"I give the orders, you carry them out!" A sentence that still rings in Daniel Herrmann's ear today when he thinks of a former superior. For more than 20 years, the Viennese, whose real name is different, worked as a so-called home helper. This is an Austrian job description in which mobile caregivers support people who are health-impaired or live in difficult social circumstances in everyday life. He enjoyed his work, even if 12-hour shifts on ten days at a time were not uncommon. A long time ago, his 40-strong team got a new manager. At first the relationship was good, Herrmann received praise, the boss was impressed by his experience, his enthusiasm and was open to changes.
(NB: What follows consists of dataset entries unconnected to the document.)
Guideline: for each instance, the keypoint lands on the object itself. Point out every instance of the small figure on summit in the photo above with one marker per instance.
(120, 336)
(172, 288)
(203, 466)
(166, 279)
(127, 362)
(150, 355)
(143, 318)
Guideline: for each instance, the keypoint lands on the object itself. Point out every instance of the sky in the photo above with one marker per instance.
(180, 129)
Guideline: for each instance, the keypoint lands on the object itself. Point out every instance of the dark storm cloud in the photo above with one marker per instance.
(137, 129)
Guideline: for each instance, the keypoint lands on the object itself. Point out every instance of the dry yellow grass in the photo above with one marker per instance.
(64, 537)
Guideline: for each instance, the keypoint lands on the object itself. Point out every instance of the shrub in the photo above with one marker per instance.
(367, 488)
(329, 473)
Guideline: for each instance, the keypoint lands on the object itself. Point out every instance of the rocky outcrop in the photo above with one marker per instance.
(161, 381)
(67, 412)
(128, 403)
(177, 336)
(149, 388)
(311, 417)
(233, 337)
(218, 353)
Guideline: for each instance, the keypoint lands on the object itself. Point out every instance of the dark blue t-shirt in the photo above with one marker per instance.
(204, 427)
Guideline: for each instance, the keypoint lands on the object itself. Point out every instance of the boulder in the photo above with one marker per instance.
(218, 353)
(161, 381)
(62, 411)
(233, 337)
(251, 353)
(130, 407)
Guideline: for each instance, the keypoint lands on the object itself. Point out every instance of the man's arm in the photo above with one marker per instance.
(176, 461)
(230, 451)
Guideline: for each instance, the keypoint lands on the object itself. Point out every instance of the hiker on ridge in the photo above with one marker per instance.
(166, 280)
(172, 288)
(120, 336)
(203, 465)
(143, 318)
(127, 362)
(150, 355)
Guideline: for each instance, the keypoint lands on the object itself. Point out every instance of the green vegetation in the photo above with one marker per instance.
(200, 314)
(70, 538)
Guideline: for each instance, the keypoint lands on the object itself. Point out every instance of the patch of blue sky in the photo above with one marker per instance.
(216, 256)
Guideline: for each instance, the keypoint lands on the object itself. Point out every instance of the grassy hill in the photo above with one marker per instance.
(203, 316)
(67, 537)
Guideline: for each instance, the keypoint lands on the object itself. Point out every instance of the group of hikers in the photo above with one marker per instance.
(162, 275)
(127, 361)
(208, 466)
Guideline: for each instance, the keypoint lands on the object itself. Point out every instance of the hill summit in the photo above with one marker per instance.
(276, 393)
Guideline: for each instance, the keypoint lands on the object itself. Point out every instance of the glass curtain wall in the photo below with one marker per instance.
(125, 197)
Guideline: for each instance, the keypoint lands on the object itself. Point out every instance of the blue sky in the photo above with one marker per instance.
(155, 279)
But the encouragement decreased, was replaced by criticism, the team leader reacted offended to suggestions for improvement, he was generally easily irritated. "In retrospect, it was classic love bombing - first love is poured over it, then it is systematically withdrawn so that the other person desperately tries to win it back," Herrmann is sure of today. He has meanwhile dealt intensively with the topic of narcissism.
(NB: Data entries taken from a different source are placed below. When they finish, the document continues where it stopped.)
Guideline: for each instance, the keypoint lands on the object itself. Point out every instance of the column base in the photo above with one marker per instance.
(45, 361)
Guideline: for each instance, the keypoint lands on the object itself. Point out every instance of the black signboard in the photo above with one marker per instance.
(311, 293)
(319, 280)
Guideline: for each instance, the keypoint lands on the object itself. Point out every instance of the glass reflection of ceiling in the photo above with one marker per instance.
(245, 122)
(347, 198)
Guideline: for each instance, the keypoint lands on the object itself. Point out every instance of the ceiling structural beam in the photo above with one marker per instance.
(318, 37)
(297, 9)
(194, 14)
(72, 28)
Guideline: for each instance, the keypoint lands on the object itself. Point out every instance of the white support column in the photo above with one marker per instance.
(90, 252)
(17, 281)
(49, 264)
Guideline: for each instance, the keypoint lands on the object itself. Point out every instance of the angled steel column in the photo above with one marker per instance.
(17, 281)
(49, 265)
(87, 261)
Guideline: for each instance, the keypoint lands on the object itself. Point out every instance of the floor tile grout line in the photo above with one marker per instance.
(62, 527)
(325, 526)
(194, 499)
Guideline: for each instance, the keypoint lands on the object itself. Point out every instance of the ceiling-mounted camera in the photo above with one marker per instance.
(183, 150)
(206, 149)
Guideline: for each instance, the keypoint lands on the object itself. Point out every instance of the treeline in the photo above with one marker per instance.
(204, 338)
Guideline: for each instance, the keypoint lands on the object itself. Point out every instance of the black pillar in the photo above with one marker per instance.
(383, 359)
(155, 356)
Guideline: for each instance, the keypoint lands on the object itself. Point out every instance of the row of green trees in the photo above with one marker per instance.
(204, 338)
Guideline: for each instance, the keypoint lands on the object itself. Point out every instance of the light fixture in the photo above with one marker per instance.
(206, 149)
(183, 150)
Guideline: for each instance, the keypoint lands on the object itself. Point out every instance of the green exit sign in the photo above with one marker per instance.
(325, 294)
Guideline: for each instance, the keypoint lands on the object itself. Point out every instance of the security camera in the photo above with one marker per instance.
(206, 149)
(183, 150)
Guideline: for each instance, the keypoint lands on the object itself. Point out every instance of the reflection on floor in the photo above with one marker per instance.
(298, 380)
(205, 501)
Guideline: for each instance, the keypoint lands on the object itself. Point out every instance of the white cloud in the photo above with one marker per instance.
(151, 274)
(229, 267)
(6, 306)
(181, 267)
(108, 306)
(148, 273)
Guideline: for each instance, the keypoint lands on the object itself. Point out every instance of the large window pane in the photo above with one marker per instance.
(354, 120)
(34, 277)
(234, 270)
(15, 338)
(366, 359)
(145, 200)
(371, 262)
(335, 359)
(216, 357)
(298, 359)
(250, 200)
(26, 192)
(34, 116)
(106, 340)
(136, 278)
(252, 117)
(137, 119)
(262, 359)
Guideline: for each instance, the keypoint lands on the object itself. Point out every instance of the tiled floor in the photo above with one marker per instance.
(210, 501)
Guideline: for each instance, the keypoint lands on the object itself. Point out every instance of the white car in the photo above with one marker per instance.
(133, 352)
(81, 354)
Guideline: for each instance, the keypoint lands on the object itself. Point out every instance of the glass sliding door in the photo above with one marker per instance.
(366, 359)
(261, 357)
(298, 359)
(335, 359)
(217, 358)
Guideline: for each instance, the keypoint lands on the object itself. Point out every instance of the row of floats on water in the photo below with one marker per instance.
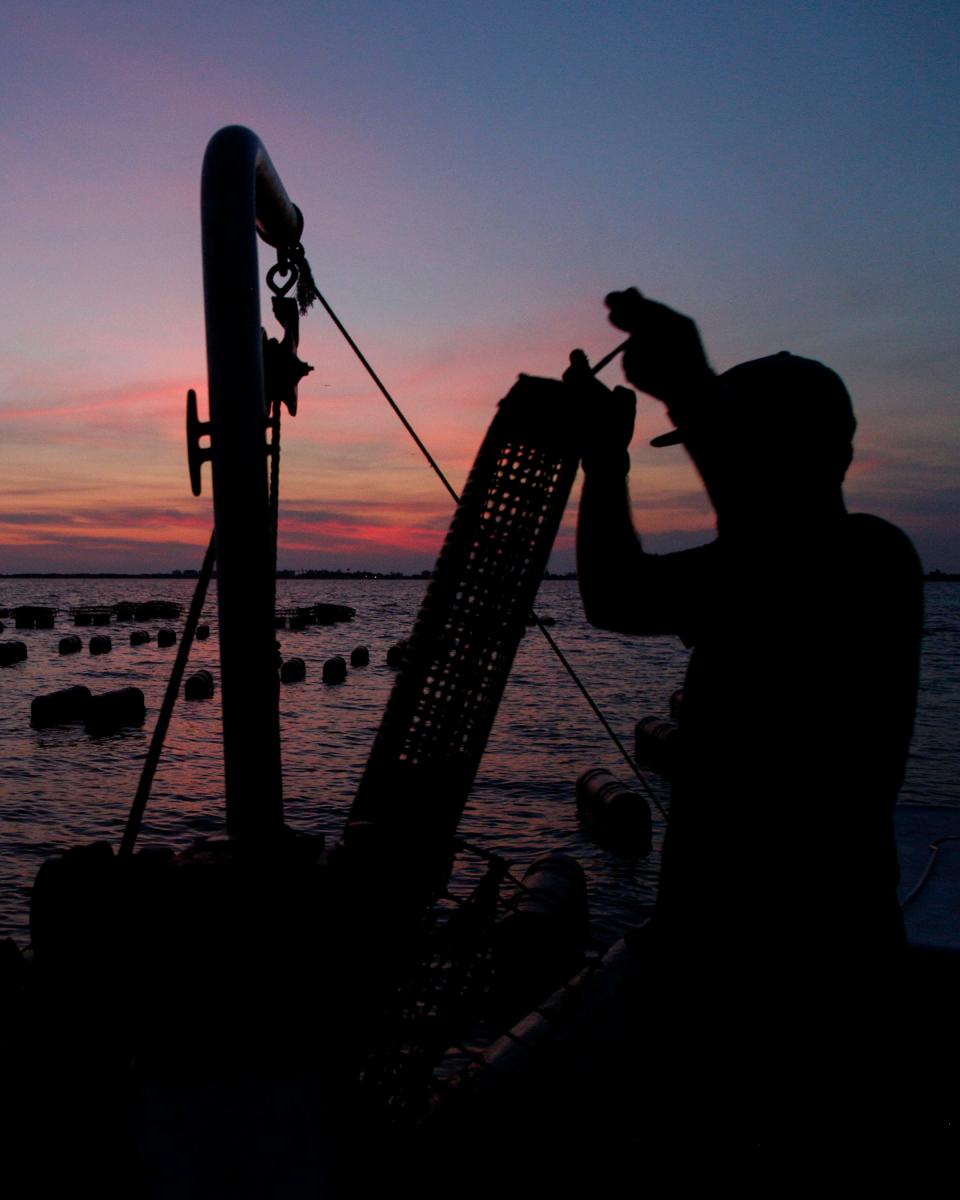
(13, 652)
(31, 616)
At that time, demotion quickly followed; As a doctor of theology, he was told: “You studied and do this dirty work?” Targeted manipulations followed later: on his day off he was called and asked where he was – the approved application for leave had disappeared. Sometimes he rang the wrong patient in the morning because the digital roster had been changed overnight. If a medication had to be approved by phone, the boss could not be reached for hours. Herrmann was unsure, blamed himself, became anxious and cautious. “I thought I was overworked and actually making mistakes. Just gaslighting, he managed to totally unsettle me," he recalls today, naming another tacticattributed to people with a narcissistic personality.
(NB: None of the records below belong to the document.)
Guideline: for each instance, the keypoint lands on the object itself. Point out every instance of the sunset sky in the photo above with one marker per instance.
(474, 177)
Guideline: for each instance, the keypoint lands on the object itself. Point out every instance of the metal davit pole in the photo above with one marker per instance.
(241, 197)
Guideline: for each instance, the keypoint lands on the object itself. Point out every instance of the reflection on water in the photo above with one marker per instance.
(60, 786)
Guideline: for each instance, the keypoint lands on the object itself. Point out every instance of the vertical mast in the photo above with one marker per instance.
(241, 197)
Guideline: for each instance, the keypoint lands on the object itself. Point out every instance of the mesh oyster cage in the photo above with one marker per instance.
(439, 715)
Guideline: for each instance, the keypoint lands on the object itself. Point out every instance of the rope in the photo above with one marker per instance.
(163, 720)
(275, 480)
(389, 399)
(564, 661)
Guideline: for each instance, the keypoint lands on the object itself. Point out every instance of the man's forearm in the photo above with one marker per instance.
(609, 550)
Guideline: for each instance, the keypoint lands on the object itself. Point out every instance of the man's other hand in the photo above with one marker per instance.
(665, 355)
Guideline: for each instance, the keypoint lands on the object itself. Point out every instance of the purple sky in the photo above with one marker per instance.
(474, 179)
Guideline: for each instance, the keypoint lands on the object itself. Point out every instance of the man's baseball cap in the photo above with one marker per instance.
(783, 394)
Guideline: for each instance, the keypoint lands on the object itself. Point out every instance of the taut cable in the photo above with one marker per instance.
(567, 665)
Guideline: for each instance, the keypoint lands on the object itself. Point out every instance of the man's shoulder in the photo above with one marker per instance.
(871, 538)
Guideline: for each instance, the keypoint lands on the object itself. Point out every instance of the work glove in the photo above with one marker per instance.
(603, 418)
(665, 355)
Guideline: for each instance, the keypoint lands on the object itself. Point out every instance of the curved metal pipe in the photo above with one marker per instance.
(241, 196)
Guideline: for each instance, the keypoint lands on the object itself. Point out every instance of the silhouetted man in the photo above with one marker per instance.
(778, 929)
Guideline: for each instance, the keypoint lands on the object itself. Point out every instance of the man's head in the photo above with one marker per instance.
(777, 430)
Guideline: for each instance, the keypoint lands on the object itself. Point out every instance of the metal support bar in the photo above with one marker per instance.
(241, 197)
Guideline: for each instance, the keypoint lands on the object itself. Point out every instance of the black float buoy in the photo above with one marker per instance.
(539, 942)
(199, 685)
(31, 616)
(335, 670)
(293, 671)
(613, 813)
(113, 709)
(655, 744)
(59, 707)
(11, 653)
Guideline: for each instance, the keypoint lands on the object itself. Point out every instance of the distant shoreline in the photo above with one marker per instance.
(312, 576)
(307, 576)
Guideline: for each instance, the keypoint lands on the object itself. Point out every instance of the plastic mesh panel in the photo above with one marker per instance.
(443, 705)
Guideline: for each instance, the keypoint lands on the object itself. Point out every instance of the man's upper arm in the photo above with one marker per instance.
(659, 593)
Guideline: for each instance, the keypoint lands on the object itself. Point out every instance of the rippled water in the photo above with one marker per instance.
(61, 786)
Whether Donald Trump, Elon Musk or Jeff Bezos: all narcissists - at least that's the opinion of many people.

Like the eponymous Greek youth Narcissus, who fell in love with his own reflection, they are also considered by a large proportion of the public to be self-centered, narcissistic and hardly able to empathize with the feelings of others.

The common picture: They only pursue their own interests, the others are either admirers or stirrups.